Propco comprises of a management trust, an employee trust and the black public individual shareholders.

Barloworld CEO Dominic Sewela said elements of the transaction included the participation of 14,000 employees “black and white” and an offer to the black public.

As part of the deal, Barloworld would issue 6.6-million Barloworld ordinary shares of R0.05 each, which will constitute 3% of the group’s entire issued share capital, to the Barloworld Empowerment Foundation.

Barloworld, which reported an 18% increase in revenue for the year ended September 30, said the sale of the property assets, which are worth about R2.8bn, would be funded through debt (R2.2bn) and equity (R544m).

Speaking after the release of the financial results, Sewela said the group delivered strong results in a difficult trading environment. The low consumer confidence hit Barloworld’s automotive business.

“The automotive business is exposed to the consumer. When the consumer confidence is low, consumers are unlikely to buy new cars. So we feel the heat especially in the luxury vehicle segment. On the other hand, the logistics business feels the pressure from the subdued economy,” he said.

Barloworld’s core divisions are equipment and automotive and logistics.

Barloworld revenue increased by 2% to R63.4bn, while operating profit was up 8% to R4.4bn. The company increased headline earnings per share by 18% to 1,151c. The Equipment Southern Africa business increased revenue by 8.1% to R19.8bn, largely due to higher equipment sales and rental revenues.

Barloworld said the government’s plans to establish an infrastructure fund as part of the economic stimulus and recovery plan were likely to stimulate local demand for construction equipment.

As at September 30, Equipment Southern Africa’s firm order book was R2.4bn, with 42% of the order book relating to construction orders.
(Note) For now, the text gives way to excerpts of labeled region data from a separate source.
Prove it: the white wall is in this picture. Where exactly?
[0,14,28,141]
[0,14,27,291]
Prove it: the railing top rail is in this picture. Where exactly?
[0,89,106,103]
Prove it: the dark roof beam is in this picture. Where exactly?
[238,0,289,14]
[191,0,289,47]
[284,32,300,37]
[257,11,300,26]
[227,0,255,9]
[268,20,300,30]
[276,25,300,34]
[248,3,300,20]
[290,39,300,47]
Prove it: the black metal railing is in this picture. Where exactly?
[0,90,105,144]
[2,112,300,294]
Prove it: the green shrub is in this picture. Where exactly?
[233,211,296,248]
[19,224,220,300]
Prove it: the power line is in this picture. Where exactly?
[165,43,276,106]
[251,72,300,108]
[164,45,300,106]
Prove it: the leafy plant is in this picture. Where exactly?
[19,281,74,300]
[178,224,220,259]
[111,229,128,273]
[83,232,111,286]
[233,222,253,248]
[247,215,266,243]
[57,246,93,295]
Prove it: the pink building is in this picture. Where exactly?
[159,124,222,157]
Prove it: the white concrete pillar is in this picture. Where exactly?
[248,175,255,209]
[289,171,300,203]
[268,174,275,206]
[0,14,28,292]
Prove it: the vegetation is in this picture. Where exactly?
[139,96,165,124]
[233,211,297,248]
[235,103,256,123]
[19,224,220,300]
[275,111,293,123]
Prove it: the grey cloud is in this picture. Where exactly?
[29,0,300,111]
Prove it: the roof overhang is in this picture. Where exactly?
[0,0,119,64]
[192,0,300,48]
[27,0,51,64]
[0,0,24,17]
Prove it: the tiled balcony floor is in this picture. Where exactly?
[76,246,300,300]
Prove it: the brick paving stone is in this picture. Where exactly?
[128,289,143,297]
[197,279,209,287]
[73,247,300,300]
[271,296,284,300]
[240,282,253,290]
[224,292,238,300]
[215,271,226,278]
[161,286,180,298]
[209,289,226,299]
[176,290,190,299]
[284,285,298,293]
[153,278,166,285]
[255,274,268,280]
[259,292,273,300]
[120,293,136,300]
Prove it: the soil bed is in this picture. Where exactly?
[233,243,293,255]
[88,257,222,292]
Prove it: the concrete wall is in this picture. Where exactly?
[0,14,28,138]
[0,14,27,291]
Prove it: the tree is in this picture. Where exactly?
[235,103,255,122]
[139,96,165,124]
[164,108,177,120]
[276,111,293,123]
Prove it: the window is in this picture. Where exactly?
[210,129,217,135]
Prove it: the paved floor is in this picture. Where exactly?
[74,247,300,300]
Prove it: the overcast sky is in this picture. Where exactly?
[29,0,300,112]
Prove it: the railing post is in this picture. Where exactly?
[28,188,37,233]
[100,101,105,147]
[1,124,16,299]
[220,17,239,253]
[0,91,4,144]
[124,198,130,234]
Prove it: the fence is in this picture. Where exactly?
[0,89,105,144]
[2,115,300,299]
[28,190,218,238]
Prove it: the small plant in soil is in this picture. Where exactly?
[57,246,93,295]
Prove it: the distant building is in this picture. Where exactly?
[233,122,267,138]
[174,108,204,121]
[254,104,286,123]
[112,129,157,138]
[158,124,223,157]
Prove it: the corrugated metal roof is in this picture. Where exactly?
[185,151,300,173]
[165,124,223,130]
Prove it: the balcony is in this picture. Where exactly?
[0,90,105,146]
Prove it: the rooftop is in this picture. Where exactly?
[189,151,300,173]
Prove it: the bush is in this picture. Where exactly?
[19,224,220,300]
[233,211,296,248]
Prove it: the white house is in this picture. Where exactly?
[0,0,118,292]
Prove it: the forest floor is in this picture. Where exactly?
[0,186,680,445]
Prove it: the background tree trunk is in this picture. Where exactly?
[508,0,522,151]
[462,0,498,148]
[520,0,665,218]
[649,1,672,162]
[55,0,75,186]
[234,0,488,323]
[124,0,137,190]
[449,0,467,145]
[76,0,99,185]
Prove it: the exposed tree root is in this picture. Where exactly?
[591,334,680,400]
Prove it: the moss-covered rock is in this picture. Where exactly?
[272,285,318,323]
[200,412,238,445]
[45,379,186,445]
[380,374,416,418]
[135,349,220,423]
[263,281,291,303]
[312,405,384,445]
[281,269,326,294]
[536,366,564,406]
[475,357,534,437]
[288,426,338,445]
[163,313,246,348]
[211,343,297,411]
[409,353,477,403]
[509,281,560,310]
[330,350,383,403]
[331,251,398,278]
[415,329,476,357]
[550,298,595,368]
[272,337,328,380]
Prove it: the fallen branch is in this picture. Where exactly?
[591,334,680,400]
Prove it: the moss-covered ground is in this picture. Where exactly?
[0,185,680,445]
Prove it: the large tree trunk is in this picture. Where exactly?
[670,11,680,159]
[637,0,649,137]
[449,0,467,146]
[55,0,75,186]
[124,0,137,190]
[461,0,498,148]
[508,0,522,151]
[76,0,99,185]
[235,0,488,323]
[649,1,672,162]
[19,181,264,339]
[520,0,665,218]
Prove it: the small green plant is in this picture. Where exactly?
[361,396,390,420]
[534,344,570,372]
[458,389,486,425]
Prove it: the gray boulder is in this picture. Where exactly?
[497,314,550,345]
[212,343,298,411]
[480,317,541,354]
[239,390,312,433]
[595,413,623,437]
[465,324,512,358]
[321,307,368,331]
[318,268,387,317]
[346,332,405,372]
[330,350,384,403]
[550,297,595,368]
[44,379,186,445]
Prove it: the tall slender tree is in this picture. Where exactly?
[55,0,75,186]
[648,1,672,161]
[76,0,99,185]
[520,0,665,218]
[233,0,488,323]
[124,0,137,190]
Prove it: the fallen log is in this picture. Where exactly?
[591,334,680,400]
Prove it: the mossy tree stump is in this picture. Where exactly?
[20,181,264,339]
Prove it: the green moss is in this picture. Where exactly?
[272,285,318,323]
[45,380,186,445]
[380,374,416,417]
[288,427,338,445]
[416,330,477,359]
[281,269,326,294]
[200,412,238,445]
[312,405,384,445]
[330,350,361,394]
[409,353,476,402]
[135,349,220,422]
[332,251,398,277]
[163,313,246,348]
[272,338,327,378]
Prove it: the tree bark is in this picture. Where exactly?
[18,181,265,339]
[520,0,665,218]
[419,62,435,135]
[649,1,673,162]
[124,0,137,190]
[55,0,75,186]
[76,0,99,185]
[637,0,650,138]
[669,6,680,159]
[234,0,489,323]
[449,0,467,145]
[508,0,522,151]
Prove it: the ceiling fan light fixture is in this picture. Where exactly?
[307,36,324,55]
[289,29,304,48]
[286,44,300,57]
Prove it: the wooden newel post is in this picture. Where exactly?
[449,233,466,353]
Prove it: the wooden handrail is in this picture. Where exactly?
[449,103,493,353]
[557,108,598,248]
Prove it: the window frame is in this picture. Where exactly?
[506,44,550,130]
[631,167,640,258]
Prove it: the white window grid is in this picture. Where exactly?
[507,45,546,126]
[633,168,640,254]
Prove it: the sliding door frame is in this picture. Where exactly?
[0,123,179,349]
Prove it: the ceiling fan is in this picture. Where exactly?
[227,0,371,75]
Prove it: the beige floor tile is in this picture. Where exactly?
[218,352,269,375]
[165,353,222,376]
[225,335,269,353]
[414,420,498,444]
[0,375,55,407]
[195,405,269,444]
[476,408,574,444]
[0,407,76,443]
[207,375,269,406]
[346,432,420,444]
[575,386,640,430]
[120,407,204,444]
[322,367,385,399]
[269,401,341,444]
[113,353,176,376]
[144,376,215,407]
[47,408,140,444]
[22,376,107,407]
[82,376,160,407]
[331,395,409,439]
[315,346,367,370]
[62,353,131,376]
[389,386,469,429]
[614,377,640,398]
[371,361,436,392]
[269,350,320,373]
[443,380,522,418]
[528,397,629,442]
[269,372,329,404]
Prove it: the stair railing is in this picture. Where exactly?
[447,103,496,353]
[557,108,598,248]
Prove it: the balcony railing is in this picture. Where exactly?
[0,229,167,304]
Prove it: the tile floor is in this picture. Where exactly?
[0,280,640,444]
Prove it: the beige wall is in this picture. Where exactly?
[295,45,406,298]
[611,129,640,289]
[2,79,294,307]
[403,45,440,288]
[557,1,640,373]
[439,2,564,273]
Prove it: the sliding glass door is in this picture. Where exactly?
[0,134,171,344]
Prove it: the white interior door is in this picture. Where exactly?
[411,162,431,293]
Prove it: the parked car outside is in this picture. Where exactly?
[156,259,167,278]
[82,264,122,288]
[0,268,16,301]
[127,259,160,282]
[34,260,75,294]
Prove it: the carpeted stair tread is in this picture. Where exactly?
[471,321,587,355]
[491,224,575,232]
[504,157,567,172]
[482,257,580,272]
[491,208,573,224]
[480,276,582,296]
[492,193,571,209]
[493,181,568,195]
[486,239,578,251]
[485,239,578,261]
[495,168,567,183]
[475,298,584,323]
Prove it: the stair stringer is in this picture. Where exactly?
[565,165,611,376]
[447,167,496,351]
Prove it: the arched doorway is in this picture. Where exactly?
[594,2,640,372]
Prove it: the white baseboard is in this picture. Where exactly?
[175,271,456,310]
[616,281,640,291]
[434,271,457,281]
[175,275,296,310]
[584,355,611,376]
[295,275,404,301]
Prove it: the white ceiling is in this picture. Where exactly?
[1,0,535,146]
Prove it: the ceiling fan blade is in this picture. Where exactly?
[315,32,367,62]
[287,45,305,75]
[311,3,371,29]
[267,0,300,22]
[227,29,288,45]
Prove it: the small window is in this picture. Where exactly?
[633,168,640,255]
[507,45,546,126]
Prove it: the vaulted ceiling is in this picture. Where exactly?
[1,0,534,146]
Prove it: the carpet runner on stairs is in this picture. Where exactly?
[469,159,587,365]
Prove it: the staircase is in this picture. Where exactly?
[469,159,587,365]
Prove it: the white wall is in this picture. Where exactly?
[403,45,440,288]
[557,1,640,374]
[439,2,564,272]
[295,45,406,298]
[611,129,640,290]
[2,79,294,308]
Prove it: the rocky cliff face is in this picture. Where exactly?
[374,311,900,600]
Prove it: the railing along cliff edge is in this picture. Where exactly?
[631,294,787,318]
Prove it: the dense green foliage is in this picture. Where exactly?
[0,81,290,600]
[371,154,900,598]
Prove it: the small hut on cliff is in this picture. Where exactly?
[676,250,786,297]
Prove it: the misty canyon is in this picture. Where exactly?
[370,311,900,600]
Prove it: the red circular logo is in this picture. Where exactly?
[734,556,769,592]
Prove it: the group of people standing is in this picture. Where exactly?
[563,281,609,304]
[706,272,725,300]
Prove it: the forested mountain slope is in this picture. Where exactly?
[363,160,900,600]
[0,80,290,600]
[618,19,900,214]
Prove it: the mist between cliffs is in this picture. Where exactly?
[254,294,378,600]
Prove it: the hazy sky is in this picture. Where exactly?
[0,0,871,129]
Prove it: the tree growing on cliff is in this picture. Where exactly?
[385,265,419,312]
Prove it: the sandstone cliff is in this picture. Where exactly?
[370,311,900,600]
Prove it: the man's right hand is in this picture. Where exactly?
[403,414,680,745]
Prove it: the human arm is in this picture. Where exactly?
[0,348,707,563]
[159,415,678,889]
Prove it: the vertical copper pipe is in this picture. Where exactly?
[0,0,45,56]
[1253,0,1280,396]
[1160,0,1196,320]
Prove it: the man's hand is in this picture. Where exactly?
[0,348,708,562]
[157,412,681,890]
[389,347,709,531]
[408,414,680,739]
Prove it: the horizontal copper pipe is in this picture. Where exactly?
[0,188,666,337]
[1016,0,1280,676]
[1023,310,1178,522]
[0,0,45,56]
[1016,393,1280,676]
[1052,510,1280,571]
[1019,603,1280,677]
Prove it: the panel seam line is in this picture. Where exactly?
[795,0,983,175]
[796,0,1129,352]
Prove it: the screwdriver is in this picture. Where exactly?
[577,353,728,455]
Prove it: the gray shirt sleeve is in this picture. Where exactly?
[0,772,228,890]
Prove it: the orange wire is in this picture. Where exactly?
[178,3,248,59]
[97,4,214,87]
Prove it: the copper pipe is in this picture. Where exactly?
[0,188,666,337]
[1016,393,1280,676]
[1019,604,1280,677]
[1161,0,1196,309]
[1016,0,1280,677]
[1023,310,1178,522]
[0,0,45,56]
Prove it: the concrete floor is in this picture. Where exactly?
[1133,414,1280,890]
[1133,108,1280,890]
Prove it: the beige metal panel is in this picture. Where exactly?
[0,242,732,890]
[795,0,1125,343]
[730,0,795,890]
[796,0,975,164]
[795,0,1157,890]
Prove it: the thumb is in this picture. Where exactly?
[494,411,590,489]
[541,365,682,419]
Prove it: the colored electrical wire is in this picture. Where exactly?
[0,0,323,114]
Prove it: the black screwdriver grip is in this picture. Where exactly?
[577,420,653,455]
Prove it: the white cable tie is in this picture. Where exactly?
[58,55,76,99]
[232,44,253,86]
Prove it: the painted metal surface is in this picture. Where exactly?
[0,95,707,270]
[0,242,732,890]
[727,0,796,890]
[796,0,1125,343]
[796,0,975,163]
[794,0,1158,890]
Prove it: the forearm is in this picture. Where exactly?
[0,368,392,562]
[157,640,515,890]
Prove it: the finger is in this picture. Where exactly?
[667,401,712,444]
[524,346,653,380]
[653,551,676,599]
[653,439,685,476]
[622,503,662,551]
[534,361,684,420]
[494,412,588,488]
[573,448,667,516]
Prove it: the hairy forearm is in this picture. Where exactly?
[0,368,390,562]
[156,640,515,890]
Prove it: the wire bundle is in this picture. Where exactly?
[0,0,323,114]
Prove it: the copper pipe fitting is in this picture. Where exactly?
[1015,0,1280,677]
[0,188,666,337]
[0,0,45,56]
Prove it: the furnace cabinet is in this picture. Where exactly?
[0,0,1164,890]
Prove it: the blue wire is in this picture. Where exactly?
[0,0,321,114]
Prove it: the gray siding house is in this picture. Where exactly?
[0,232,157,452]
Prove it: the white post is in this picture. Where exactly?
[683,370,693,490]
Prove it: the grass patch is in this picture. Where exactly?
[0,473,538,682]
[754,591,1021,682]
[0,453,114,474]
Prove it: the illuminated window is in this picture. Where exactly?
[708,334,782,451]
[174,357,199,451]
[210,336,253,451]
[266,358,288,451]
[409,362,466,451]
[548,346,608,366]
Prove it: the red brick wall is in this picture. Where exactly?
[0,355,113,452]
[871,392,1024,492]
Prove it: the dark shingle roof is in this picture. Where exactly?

Equipment Russia’s revenue for the year was 57% up to $606m, while operating profit increased by 41% to $61.7m.

“The operating profit outlook in Russia remains positive, helped by growth with product support and services, however growth is likely to show a decline off the high base,” Ron Klipin of Kratos Wealth said in a note.

Automotive business revenue was down 5.6% to R29.8bn, while car rental business revenue increased by R82m (1.3%) to R6.5bn. Revenue for the Avis Fleet was down 6.8% due to lower leasing revenues.

In October, the City of Johannesburg announced its decision not to renew Avis Fleet contract for non-specialised vehicles.

“I cannot say we were not disappointed with the decision. There was no process to make sure that we could bid for the tender openly and fairly,” Sewela said. He declined to disclose the value of the City of Johannesburg tender.

On Monday, Barloworld shares were down 0.81% to R114.96.